If that was sarcastic, you need to mark it as such while the edit is still open.


#9

Sadly, I don’t think it was. What a joyless, miserable excuse for a human being jtylerpittman must be.


#10

According to two of the linked articles, no clear motive has been established; police initially considered it to be an accident but have revised that consideration.
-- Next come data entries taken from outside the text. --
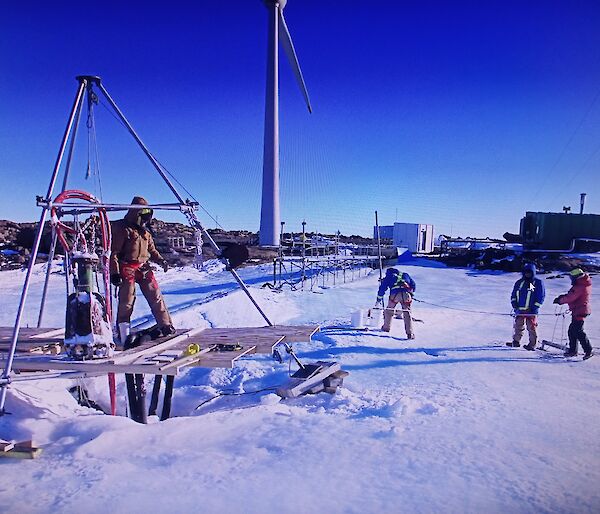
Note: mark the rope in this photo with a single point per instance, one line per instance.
(166, 170)
(512, 314)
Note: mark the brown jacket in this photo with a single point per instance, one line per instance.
(130, 242)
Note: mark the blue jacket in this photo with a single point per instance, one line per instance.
(396, 282)
(528, 293)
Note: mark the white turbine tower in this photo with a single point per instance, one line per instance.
(278, 32)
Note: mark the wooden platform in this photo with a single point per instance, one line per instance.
(33, 340)
(166, 356)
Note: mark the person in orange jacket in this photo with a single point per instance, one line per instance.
(132, 250)
(579, 300)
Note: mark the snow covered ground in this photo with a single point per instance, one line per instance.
(452, 421)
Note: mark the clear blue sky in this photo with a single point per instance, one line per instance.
(460, 114)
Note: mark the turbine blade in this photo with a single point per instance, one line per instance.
(288, 47)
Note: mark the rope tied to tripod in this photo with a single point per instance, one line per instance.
(511, 314)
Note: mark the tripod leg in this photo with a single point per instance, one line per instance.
(167, 398)
(155, 393)
(131, 396)
(141, 398)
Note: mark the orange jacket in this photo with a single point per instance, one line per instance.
(579, 297)
(131, 243)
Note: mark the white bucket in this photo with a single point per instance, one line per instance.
(357, 318)
(124, 330)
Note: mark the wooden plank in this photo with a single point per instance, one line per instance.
(252, 339)
(135, 353)
(186, 360)
(51, 334)
(28, 332)
(98, 366)
(224, 359)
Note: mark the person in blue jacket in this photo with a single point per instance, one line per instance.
(402, 288)
(526, 299)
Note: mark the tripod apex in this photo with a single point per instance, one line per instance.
(88, 78)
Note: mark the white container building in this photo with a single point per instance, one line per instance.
(417, 237)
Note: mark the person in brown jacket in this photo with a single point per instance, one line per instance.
(579, 300)
(132, 250)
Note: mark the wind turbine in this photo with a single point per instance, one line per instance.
(278, 33)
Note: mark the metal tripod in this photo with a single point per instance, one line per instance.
(87, 83)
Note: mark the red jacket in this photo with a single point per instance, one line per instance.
(579, 297)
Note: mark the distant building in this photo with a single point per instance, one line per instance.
(557, 230)
(418, 238)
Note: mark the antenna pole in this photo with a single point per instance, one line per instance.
(379, 247)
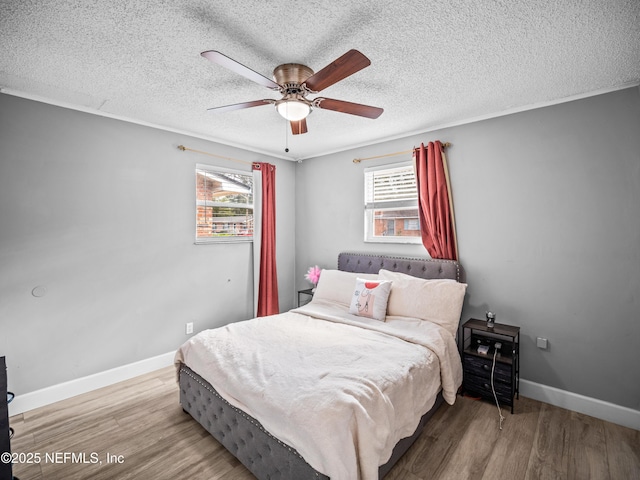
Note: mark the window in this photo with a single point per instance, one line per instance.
(391, 204)
(224, 205)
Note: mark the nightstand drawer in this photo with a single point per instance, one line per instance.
(482, 367)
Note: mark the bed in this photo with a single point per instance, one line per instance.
(341, 387)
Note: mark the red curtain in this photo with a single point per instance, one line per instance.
(268, 285)
(434, 201)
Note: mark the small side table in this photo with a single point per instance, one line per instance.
(478, 367)
(306, 291)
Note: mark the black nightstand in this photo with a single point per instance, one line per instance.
(306, 291)
(477, 366)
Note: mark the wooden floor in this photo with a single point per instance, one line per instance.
(137, 430)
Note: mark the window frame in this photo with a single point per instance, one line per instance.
(372, 205)
(215, 170)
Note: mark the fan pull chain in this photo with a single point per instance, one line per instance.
(286, 136)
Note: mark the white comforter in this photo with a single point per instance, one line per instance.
(341, 389)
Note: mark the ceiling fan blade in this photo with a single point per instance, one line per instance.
(223, 60)
(298, 127)
(238, 106)
(351, 62)
(347, 107)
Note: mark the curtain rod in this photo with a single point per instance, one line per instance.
(183, 148)
(358, 160)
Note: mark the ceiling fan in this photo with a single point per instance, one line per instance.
(295, 81)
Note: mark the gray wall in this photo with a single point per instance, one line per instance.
(100, 212)
(547, 206)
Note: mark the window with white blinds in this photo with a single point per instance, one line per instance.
(224, 205)
(391, 204)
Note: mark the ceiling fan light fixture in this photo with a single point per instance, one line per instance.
(292, 109)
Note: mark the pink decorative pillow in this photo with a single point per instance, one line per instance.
(370, 298)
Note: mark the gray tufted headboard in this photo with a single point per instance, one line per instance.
(427, 268)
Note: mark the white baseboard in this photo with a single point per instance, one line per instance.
(610, 412)
(55, 393)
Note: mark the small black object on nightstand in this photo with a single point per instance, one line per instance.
(485, 350)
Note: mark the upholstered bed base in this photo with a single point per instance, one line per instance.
(262, 453)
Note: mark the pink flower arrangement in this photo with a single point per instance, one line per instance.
(313, 274)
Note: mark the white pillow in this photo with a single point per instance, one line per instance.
(337, 286)
(439, 301)
(370, 298)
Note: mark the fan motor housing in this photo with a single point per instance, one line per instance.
(289, 73)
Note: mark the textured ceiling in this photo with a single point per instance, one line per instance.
(433, 63)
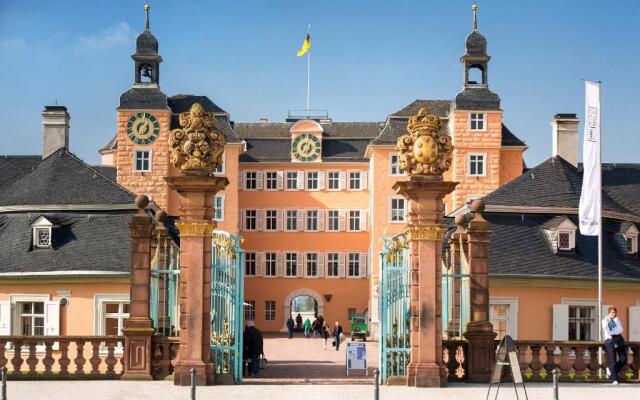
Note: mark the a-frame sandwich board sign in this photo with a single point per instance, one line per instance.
(507, 355)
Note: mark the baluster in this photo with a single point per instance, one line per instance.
(80, 360)
(16, 361)
(64, 360)
(95, 360)
(48, 356)
(111, 360)
(536, 364)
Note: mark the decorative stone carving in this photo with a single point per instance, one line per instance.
(196, 146)
(425, 150)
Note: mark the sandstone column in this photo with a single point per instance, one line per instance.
(138, 328)
(479, 331)
(425, 231)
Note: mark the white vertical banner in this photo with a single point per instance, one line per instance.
(590, 198)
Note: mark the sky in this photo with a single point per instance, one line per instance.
(368, 60)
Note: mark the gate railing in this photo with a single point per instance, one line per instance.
(227, 299)
(395, 346)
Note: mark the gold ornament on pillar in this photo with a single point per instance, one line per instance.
(425, 150)
(196, 145)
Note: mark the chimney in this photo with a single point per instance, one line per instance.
(565, 137)
(55, 129)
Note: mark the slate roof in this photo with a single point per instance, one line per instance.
(279, 150)
(518, 248)
(82, 242)
(60, 179)
(557, 183)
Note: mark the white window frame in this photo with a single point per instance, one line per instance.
(396, 165)
(328, 185)
(218, 210)
(476, 120)
(512, 313)
(484, 164)
(404, 210)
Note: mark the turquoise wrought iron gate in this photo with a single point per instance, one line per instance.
(227, 299)
(395, 346)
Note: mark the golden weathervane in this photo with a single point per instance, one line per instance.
(424, 151)
(196, 146)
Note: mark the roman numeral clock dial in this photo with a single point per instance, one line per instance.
(143, 128)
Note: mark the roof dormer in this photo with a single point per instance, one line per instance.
(560, 232)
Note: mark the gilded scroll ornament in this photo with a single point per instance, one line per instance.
(431, 232)
(195, 229)
(196, 145)
(425, 150)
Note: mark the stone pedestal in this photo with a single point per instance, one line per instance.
(138, 328)
(479, 332)
(425, 230)
(196, 193)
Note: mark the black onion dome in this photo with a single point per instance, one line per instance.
(476, 44)
(146, 44)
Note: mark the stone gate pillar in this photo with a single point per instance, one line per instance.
(425, 154)
(196, 149)
(138, 328)
(479, 332)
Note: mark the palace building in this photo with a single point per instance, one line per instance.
(311, 196)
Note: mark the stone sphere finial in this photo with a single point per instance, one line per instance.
(142, 201)
(161, 216)
(477, 206)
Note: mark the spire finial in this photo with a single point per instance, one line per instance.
(475, 15)
(146, 9)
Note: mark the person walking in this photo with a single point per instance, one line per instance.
(290, 325)
(307, 328)
(614, 343)
(253, 345)
(337, 333)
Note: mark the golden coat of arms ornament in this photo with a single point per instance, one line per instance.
(424, 151)
(196, 146)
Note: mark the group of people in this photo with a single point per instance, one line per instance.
(317, 328)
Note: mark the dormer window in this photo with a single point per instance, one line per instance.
(42, 233)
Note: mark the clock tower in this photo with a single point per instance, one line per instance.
(144, 120)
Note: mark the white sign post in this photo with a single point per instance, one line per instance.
(357, 356)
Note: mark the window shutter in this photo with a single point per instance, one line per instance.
(320, 220)
(279, 264)
(343, 180)
(259, 180)
(259, 219)
(363, 220)
(634, 324)
(260, 264)
(5, 318)
(341, 268)
(280, 220)
(363, 265)
(560, 322)
(364, 180)
(300, 265)
(279, 180)
(300, 180)
(301, 220)
(320, 265)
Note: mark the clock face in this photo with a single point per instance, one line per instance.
(306, 147)
(143, 128)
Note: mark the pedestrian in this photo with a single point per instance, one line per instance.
(614, 343)
(290, 324)
(337, 334)
(299, 322)
(253, 346)
(325, 334)
(307, 328)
But your point is well-taken. I grew so tired of the linking daisy-chain endemic to every article a long time ago. At least if the hypertext display states the basic idea or point contained in the linked article that helps with the narrative of the original article so I don’t have to go off elsewhere only to have to return once I uncover the missing information.


#11

Instead of criticizing the students who responded to the school massacres for not also talking about the day-in, day-out “urban” gun violence, is it too callous to ask: WHY DON’T URBAN YOUTH ORGANIZE? After all, they’re the movers & shakers of Black Lives Matter. So, it’s not like these youth don’t have a model for protest. I[ve seen local (Minneapolis,MN) campaigns with t-shirts saying “Put Down Guns, Pick Up Books!” That would be a start towards ending the carnage in urban neighborhoods.


#12

“the machinations of the NRA”

And the machinations of the NSSF, and others.
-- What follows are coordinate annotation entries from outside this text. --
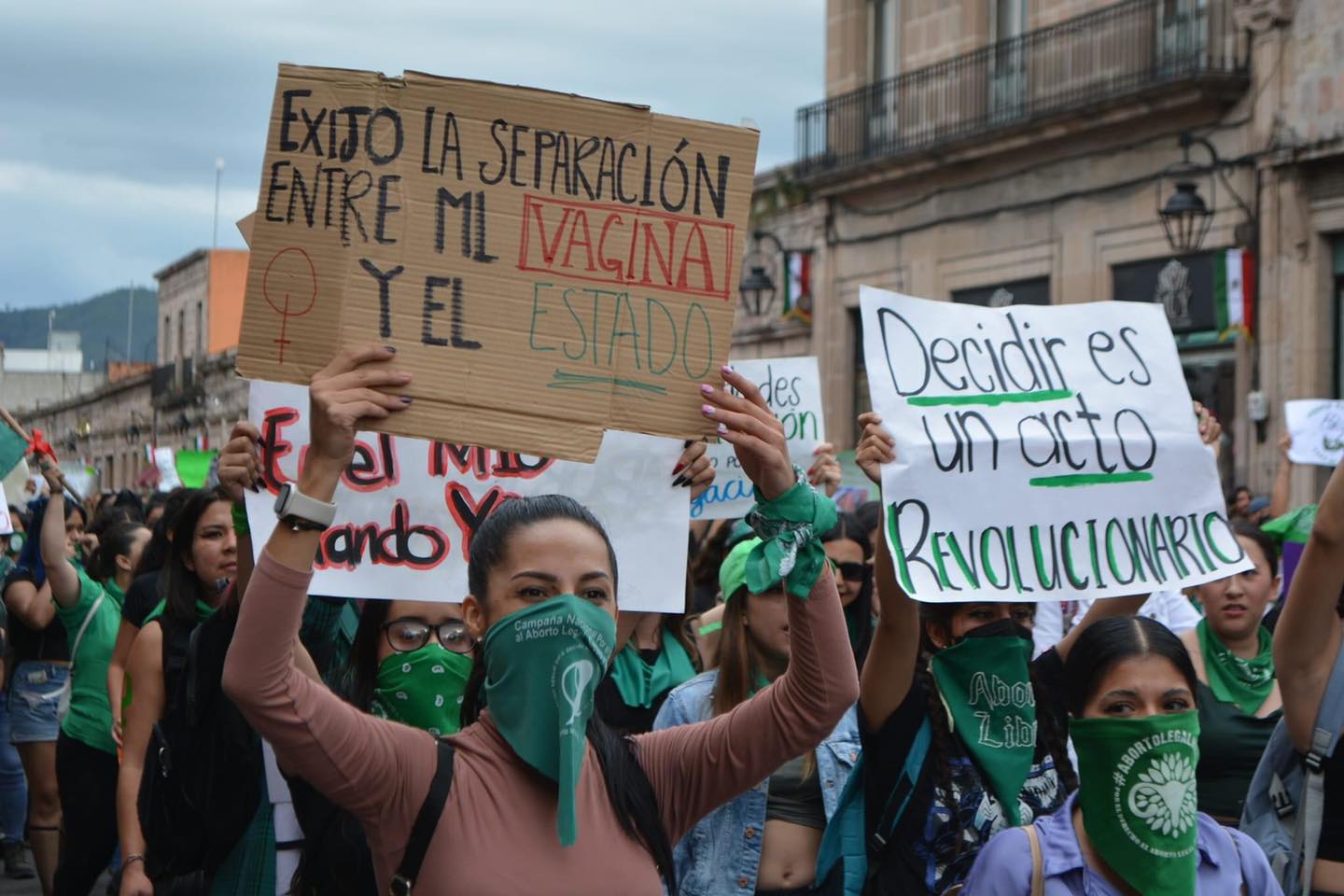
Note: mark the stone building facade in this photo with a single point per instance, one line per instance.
(1017, 150)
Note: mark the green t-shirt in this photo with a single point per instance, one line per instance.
(89, 719)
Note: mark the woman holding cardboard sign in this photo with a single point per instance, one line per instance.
(958, 721)
(535, 778)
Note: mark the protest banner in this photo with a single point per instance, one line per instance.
(1043, 453)
(1317, 430)
(547, 266)
(791, 387)
(167, 462)
(408, 508)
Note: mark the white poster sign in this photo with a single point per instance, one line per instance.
(6, 523)
(791, 387)
(1317, 430)
(409, 507)
(167, 464)
(1042, 453)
The ‘gun lobby’ is not just the NRA.

See: https://www.opensecrets.org/industries./indus.php?cycle=2018&ind=Q13


#13

I wish I owned this forum. I’d block your ip, then you could rattle on some other forum that your free-dumb of speech was curtailed on one of them thar leftist sites.

Go cluck yourself.


#14

I agree about this person being joyless - let’s add useless as well.


#15

Urrban sub humans? What are you anyway? Get off this site!


#16

This story of Parkland is beginning to remind me of the Las Vegas incident–weeks later there are more questions than answers, and the story is falling apart under scrutiny.
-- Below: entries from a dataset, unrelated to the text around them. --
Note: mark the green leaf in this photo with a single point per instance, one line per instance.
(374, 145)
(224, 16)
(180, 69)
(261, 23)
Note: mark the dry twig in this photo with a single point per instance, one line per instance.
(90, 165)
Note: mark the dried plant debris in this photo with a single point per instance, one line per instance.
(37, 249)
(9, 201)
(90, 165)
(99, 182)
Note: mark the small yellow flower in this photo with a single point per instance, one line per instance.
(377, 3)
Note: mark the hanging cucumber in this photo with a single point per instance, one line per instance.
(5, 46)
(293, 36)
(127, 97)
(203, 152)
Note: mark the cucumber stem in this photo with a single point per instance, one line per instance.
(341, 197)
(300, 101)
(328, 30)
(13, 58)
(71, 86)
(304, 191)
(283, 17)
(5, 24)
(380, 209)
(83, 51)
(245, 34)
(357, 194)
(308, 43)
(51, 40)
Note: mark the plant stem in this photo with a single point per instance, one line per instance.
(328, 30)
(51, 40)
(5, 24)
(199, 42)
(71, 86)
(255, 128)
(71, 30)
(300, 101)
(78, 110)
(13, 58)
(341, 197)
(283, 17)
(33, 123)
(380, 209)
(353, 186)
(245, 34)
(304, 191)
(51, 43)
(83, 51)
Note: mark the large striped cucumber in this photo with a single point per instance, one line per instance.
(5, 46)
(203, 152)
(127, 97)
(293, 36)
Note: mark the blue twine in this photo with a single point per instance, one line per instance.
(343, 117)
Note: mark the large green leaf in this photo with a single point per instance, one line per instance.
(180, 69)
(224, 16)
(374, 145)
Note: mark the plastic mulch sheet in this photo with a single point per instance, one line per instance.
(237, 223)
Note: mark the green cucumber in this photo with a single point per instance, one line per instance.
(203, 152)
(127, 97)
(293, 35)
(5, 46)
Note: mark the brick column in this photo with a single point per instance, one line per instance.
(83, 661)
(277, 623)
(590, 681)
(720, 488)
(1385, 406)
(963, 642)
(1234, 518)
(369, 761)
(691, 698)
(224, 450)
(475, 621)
As Thomas Pynchon noted, if they can get you asking the wrong questions, they don’t have to worry about answers.


#17

Something is deeply wrong here when the machine can coopt any movement…institute a whole 17 minute protest which is nothing more then letting the students take a 15 minute smoke break outside as long as they stand there peacefully…and it is considered by everyone as some great statement of protest.


#18

Excuse me? I haven’t heard the story of the Parkland shooting in any way “falling apart.” In fact, (and @Dan_Harris) yesterday’s walkouts, all over the country, over 4 time zones of 10 AM, were the workings of a “machine” of our children’s own creation. No, it was not a smoke break. Kids in Detroit walked out in the cold. Some kids accepted detentions on their records because they thought raising their voices was worth it. What about the school that assembled on the football field to spell out #ENOUGH?

And just wait until the 24th, when they’ll be joined by supportive adults like me.


#19

Sorry if I upset you bkwrites…but I again will tell you no 17 minute strike ever accomplished anything…ever.

You want change you leave school en mass and you don’t go back until you are heard. Make it nationwide and undeniable for all the world to see and then perhaps…must maybe…you might get a little justice.

Regardless of who organized it, it was a lesson in how not to strike.


#20

Looked that way to me. And it’s far from the last action.


#21

Children walking in protest is proof of nothing except children walking in protest. High emotions and passions are proof of nothing except emotional involvement in what is basically a losing proposition.

I condemn nobody for their protests, but they are proof of nothing. They do not resolve the obvious questions: why a training exercise with screaming, yelling and the firing of blanks, talked about NOT by the media, but only a few teachers and students. No videos from the 26 video cameras inside. No interviews in the media with the school consultant for security. Essentially a cover-up just like the other cover-ups we have seen.